In a two-page “very urgent” memorandum, Justice Secretary Leila de Lima directed the National Bureau of Investigation (NBI) to create a special team to “investigate and examine the rice importation transactions undertaken by the NFA.”
She also wanted the NBI to “evaluate the prospect of admitting potential witnesses and/or whistle-blowers in the department’s witness protection program.”
The DOJ chief gave NBI officer-in-charge Medardo de Lemos 15 days to submit an initial report on the issue.
De Lima issued the order upon request of activist lawyer Argee Guevarra, who earlier exposed alleged irregularities in the importation by the NFA of 205,700 metric tons of rice from Vietnam last April.
In his letter to the DOJ last September, Guevarra sought an investigation into “questionable importation of 187,000 metric tons (plus an additional 18,700) of rice under a government-to-government transaction” which was allegedly “overpriced by as much as P450 million for a single transaction.”
The lawyer said the controversy should be “subjected to exhaustive investigation by the concerned agencies of government with the purpose of dismantling the infrastructure for rice price manipulation and prosecuting officials involved.”
“Rice is an essential gut economic issue of the people which must be spared from predatory price machinations by rice cartels and their padrinos in government,” he stressed. Congress had earlier initiated a probe into the controversy.
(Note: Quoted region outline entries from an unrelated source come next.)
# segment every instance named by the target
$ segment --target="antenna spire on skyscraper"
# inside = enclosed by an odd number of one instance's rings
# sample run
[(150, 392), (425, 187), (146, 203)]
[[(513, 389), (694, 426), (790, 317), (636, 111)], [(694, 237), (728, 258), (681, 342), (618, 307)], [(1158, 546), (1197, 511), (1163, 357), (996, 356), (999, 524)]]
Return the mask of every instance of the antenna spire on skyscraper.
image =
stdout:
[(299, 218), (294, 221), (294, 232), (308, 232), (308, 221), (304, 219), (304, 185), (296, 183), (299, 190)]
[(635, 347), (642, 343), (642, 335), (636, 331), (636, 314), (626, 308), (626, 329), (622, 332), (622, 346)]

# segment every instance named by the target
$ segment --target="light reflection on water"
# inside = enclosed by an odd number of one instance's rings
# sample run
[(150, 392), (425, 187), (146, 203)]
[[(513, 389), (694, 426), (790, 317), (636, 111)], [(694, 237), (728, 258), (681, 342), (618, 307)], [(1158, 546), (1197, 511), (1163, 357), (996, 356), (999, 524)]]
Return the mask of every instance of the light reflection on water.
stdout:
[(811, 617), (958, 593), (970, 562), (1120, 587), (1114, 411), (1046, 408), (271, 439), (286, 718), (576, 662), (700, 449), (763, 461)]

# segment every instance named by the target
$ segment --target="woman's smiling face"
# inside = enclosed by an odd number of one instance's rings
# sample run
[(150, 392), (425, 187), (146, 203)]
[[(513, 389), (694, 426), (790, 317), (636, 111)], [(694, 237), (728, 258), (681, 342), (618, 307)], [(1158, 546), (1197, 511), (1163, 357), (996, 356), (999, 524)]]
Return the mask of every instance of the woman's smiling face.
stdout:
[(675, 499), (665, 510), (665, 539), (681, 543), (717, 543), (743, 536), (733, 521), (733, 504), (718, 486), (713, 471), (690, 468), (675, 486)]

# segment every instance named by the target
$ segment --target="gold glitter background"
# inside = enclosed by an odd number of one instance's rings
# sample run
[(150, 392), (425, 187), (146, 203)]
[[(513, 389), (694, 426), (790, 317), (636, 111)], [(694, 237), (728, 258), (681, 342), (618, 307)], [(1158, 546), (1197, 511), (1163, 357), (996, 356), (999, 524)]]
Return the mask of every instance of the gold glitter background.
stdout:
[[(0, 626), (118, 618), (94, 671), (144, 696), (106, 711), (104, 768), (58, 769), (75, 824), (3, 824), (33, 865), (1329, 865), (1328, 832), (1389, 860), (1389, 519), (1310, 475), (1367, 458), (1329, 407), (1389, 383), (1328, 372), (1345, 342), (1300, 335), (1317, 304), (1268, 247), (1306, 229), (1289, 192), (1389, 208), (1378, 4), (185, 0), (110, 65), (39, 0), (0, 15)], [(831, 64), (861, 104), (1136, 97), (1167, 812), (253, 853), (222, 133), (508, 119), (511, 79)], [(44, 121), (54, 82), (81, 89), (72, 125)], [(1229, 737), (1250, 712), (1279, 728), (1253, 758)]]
Guevarra had questioned NFA’s government-to-government import transaction, citing President Aquino’s earlier pronouncement that the country was already rice self-sufficient.
He also accused the agency under the Department of Agriculture of violating the World Trade Organization-General Agreement on Tariffs and Trade (WTO-GATT), saying the NFA can no longer regulate rice imports after the June 2012 expiration of quantitative restrictions.
With the NBI now looking into the alleged rice importation irregularities, Guevarra repeated his call for members of the NFA Council to resist “the efforts of Alcala and Calayag to pursue a rice importation policy that clearly does not benefit our people.” He was referring to Agriculture Secretary Proceso Alcala and NFA administrator Orlan Calayag.
“G2G (government to government) importation benefits no one – except maybe those who stand to profit from it,” he said.
Guevarra said NFA Council members “should not allow themselves to become unwitting accomplices of Alcala and Calayag” as congressional inquiries “have raised more questions about the rationale behind government-led rice importation.”